Двое эти были Михайло и Юшка. Когда последний, чтобы дать место теснившимся к царевичу панам, отступил назад, то очутился лицом к лицу с великаном-гайдуком царевича.
— Михайло! — вырвалось у него. — Из князи да в грязи, из грязи да в князи!
— Молчи! Ни гу-гу! — буркнул на него тот и оттащил его за руку в сторону. — Ты меня знать не знаешь. Слышишь?
— Слышу. Да на чужой рот ведь пуговицы не нашьешь. Чего мне молчать?
— Полно зубоскалить. Выдашь ты меня, так и мне тоже никто молчать не велит. Назвался ты тут, я слышал, Юшкой?
— Да, Юрием Петровским, и всякому тут ведомо, что я Юрий Петровский, никто иной. Сам канцлер литовский, Лев Сапега, уступил меня здешнему князю воеводе; и что князь меня тоже любит — сам, чай, видел?
— Будь так. А все же не Юрий ты и не Петровский, а просто Петруха, обокрал своего первого господина, боярского сына Михнова, и в лес от него бежал, к грабителям, подорожникам.
— Где и встретился с тобой? — нагло усмехнулся Юшка.
— Не обо мне теперь речь! — сухо оборвал его Михайло. — Заговорю я — так мне, пожалуй, все же более твоего веры дадут: я — гайдук царевича. Стало быть, знай, молчи, и я промолчу.
— Ин будь по твоему; чего мне болтать? Ловит волк — ловят и волка.
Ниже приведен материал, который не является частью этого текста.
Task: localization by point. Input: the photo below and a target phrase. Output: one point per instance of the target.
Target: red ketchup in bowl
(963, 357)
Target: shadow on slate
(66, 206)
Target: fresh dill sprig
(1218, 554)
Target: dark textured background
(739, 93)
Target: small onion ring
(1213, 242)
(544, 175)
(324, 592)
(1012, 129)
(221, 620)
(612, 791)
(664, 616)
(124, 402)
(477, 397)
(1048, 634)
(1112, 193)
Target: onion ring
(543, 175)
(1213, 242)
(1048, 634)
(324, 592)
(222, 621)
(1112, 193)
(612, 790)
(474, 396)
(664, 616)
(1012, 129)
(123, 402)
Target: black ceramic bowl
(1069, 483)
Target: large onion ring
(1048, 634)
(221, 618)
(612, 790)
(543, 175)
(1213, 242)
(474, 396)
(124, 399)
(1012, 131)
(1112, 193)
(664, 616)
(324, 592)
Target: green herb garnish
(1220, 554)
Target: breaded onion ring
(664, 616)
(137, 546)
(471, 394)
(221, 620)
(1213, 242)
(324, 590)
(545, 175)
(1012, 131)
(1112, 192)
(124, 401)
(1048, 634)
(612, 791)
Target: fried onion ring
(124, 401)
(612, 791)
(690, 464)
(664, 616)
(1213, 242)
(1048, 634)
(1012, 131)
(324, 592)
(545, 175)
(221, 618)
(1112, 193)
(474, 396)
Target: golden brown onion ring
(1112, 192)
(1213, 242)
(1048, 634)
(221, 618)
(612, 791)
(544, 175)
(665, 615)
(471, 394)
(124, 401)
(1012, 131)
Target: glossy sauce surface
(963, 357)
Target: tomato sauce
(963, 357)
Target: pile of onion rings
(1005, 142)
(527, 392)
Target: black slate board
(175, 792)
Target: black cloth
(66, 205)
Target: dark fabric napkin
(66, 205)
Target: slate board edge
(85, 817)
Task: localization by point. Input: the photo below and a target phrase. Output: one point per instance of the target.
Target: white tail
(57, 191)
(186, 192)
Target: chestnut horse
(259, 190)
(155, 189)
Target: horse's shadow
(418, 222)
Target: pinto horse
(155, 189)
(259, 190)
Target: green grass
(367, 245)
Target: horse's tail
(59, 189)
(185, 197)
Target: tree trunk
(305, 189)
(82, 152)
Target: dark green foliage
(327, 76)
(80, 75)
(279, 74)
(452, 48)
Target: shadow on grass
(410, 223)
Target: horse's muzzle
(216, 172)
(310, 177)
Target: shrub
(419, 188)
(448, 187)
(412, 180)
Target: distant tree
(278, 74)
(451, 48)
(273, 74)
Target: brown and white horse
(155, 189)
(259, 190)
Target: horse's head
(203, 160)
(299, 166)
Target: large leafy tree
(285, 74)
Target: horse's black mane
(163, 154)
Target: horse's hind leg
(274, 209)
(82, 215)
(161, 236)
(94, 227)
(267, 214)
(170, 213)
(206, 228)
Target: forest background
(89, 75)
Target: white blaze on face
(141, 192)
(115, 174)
А того лучше, может, Михайлушко, коли работать нам, как летось, опять заодно с тобой…
— Никакой работы у меня с твоей братьей доселе не было, да и быть не может!
— Ишь, какой пышный! Чинить я тебе помехи не стану — и ты же мне, чур, не препятствуй. Больше тебе ничего от меня не требуется?
— Ничего… Постой! Скажи мне только еще про царевича: точно ли ты… Да нет, не нужно! — сам себя перебил Михайло. — Заруби себе на носу, что ты мне чужой! А чуть что — неровен час — шутить я, ты знаешь, не стану…
Он сжал руку Юшке с такой силой, что у того пальцы хрустнули.
— Пошел!
Добродушные голубые глаза гайдука сверкнули так грозно, что Юшка, морщась от вынесенной боли, поторопился отойти. Михайло не подозревал, что нажил себе непримиримого врага, не слышал, как тот проворчал сквозь зубы:
— Погоди, дьявол, — ужо посчитаемся!